Alerts conditions provide a sophisticated set of tools for describing when you want to be notified about something that's happened or failed to happen on something you're monitoring. For best results, choose the aggregation method that best matches the way your data arrives.
The three aggregation methods are event flow, event timer, and cadence. If you're interested in a conceptual overview, see our doc on streaming alerts, key terms and concepts.
When an application or service is monitored by New Relic, data can arrive in different ways. Some data arrives consistently and predictably, while other data arrives inconsistently and sporadically.
Aggregation is how our alerting system gathers data together before analyzing it for exceeding warning or critical threshold levels.
Your data is collected as data points in an aggregation window and then turned into a single numeric value. The data points are aggregated based on your NRQL query using methods like sum, average, min, and max, among others. This single numeric value is what's used to evaluate the condition's threshold.
Once data has been aggregated, no more data points can be added to it. Our different aggregation methods will help you strike a balance between aggregating your data quickly and waiting for enough data points to arrive.
With the correct aggregation method, you're more likely to get notifications you care about, while preventing ones you don't.
The most important questions to consider when deciding on your aggregation method: How often does my data arrive? How consistently does my data arrive?
When data arrives frequently and consistently in a linear way, we recommend using event flow.
When data arrives sporadically, inconsistently, and out of order, we recommend using event timer aggregation.
With event flow, data is aggregated based on data point timestamps, so it's important that data points arrive in a consistent and linear manner. This aggregation method doesn't work as well for data point timestamps that arrive out of order or with a wide span of time within a short period.
Event flow is the default aggregation method, because it applies for the most common use cases.
Event flow uses data point timestamps to determine when to open and close an aggregation window.
For example, if you're using event flow with a 2 minute delay window, then an aggregation window will close when a timestamp arrives that's two minutes later than the last timestamp that was received.
A data point with a 12:00pm timestamp arrives. An aggregation window opens. At some point, a 12:03pm data point arrives. Event flow closes the window, excluding the 12:03 data point, and evaluates that closed window against your thresholds.
The event flow aggregation window will continue collecting data points until that later timestamp. The later timestamps are what moves the system forward, not the data points themselves. Event flow will wait as long as necessary for the next data point later than your delay setting to arrive, before aggregating the data.
Event flow works best for data that arrives frequently and consistently.
If you expect your data points to arrive more than 65 minutes apart, please use the event timer method described below.
Here are some typical event flow use cases:
- APM agent data.
- Infrastructure agent data.
- Any data coming from a 3rd party that comes in frequently and reliably.
- Most AWS CloudWatch metrics coming from the AWS Metric Stream (NOT polling). The main exception is that some AWS CloudWatch data is very infrequent (like S3 volume data) regardless of whether it's streaming or polling and, in that case, you'd use Event timer.
Event timer aggregation is based on a timer that counts down when a data point arrives. The timer resets every time a new data point arrives. If the timer counts down before a new data point arrives, event timer aggregates all of the data points received during that time.
Event timer is best for alerting on events that happen sporadically and with large gaps of time.
Errors are a type of event that happens sporadically, unpredictably, and often with large gaps of time.
For example, you might have a condition with a query that returns a count of errors. Many minutes may go by without any errors at all, and then suddenly 5 errors arrive within a minute.
In this example, event timer would do nothing until the first of the 5 errors arrive.

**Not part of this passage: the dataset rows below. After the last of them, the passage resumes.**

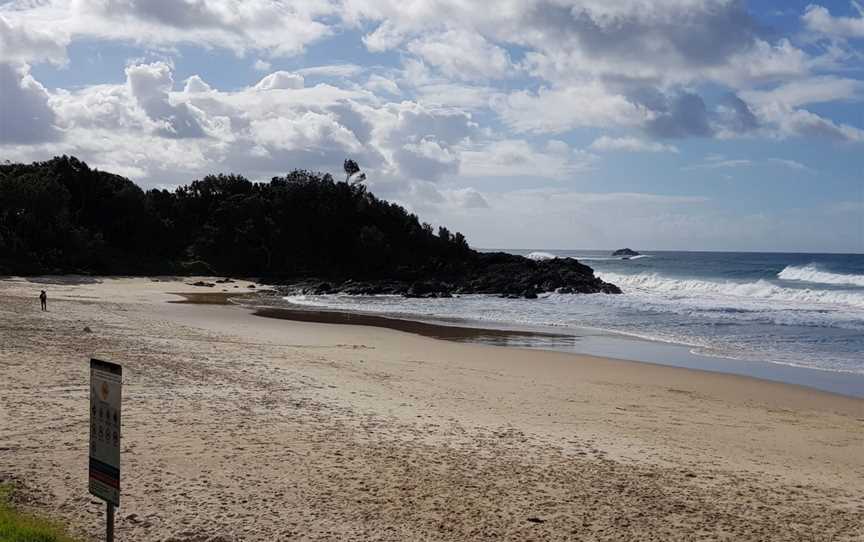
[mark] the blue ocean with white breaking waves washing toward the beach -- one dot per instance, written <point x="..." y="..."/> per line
<point x="801" y="310"/>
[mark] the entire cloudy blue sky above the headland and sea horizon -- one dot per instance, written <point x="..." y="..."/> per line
<point x="653" y="124"/>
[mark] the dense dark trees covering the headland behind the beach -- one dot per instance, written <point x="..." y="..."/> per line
<point x="61" y="216"/>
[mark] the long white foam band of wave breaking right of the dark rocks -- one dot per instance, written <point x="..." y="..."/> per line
<point x="761" y="289"/>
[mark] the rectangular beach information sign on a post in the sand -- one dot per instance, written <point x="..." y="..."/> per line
<point x="105" y="399"/>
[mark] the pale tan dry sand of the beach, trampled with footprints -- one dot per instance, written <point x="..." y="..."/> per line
<point x="238" y="427"/>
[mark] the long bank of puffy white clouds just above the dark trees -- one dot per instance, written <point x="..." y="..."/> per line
<point x="165" y="136"/>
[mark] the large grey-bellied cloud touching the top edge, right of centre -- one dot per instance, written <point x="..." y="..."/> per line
<point x="659" y="43"/>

Then it would start the timer, resetting it each time a new error arrives. If the timer countdown reaches 0 without a new error, event timer aggregates the data, and evaluates it against your threshold.
Here are some typical event timer use cases:
- New Relic usage data.
- Cloud integration data that is being polled (such as with GCP, Azure, or AWS polling methods).

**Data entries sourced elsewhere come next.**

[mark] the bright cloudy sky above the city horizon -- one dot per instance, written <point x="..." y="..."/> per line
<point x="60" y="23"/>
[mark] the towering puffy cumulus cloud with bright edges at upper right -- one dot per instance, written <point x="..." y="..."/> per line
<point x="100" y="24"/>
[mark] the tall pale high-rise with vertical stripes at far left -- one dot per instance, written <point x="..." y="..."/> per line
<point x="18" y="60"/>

- Queries that deliver sparse or infrequent data, such as error counts.
Cadence is our original aggregation method. It aggregates data on specific time intervals as detected by New Relic's internal wall clock, regardless of data timestamps.
We recommend that you use one of our other aggregation methods instead, unless your events are susceptible to clock skew and you don't have control on the producer to correct it. For instance,
PageAction events are instrumented on users browsers, and rely on the user device clock to assign a timestamp. A single event with a skewed timestamp can affect event flow or even timer alerts, as windows may be aggregated too early and result in false positives.

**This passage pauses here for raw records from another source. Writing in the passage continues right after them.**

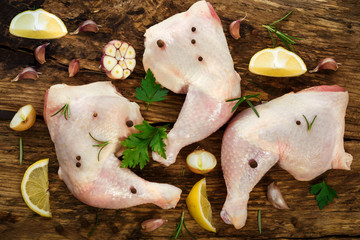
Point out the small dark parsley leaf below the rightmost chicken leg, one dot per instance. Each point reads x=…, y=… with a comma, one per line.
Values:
x=324, y=193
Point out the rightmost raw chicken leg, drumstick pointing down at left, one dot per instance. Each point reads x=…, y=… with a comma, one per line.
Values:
x=252, y=145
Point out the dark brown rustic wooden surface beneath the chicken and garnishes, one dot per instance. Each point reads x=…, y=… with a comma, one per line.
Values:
x=328, y=29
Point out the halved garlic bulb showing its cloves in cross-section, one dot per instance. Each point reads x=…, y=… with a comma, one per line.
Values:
x=118, y=59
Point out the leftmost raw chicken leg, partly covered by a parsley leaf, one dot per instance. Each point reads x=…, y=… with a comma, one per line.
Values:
x=94, y=176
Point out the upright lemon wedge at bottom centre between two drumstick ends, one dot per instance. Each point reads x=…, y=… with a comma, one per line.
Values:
x=199, y=206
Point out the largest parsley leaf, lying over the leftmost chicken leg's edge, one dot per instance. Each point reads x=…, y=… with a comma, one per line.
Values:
x=137, y=145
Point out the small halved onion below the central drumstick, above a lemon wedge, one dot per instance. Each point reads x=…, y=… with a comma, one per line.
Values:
x=201, y=161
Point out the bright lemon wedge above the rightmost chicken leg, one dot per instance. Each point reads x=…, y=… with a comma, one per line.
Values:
x=277, y=62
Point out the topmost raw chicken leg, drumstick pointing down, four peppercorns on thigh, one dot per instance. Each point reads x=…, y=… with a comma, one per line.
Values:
x=188, y=54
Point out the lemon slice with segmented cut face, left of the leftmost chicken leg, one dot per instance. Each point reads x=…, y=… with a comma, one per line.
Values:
x=35, y=188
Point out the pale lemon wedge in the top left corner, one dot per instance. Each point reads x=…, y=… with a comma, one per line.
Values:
x=37, y=24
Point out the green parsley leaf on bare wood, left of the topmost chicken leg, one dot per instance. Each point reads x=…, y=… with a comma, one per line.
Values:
x=149, y=91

If you're currently using cadence, choose one of the other aggregation methods. Event flow is best for consistent, predictable data points. Event timer is best for inconsistent, sporadic data points.
Our loss of signal system runs separately from these aggregation methods and settings.
If you set your alert condition to open a new violation when your signal is lost for 10 minutes, a loss of signal service watches for data points to arrive. If a new data point fails to arrive within 10 minutes, loss of signal causes a violation to open.